Haigui (海歸 (海归, hǎiguī)) is a Chinese language slang term for Chinese nationals who have returned to mainland China after having studied abroad. The term is a pun on the homophonic hǎiguī (海龜 (海龟)) meaning "sea turtle".

Graduates from foreign universities used to be highly sought out by employers in China. A 2017 study found that haigui are now less likely to receive a callback from potential employers compared to Chinese students with a Chinese degree.
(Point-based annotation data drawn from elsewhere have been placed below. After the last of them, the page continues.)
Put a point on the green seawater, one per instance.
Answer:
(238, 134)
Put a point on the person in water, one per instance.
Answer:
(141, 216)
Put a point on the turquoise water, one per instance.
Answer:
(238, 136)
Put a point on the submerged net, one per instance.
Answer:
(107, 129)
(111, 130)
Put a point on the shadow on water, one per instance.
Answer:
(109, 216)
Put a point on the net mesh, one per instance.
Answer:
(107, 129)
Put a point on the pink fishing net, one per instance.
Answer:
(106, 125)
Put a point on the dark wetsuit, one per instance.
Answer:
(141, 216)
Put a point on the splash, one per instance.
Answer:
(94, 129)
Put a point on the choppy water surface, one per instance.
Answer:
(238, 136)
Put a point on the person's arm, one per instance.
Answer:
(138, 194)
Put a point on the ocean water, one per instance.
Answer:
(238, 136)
Possible causes of this reversal include the rising quality of Chinese education institutions and the high salary demands of haigui.

Over 800,000 recently graduated haigui returned to China in 2020, an increase of 70% from 2019, largely due to the impact of the COVID-19 pandemic.

==Motivations==
In 1950s, Sukarno government passed the Presidential Regulation 10 of 1959 which prohibits Chinese Indonesians into doing business in rural areas. The decision caused diplomatic tension between People's Republic of China and Indonesia and caused ambassador to Indonesia Huang Chen to urge Indonesian government to review the regulations. Toward the end of 1959, Peking Radio announced a campaign for ethnic Chinese to return to "The Warmth of Motherland". 199,000 Chinese Indonesians have said to applied for repatriation but only 102,000 people that have been repatriated.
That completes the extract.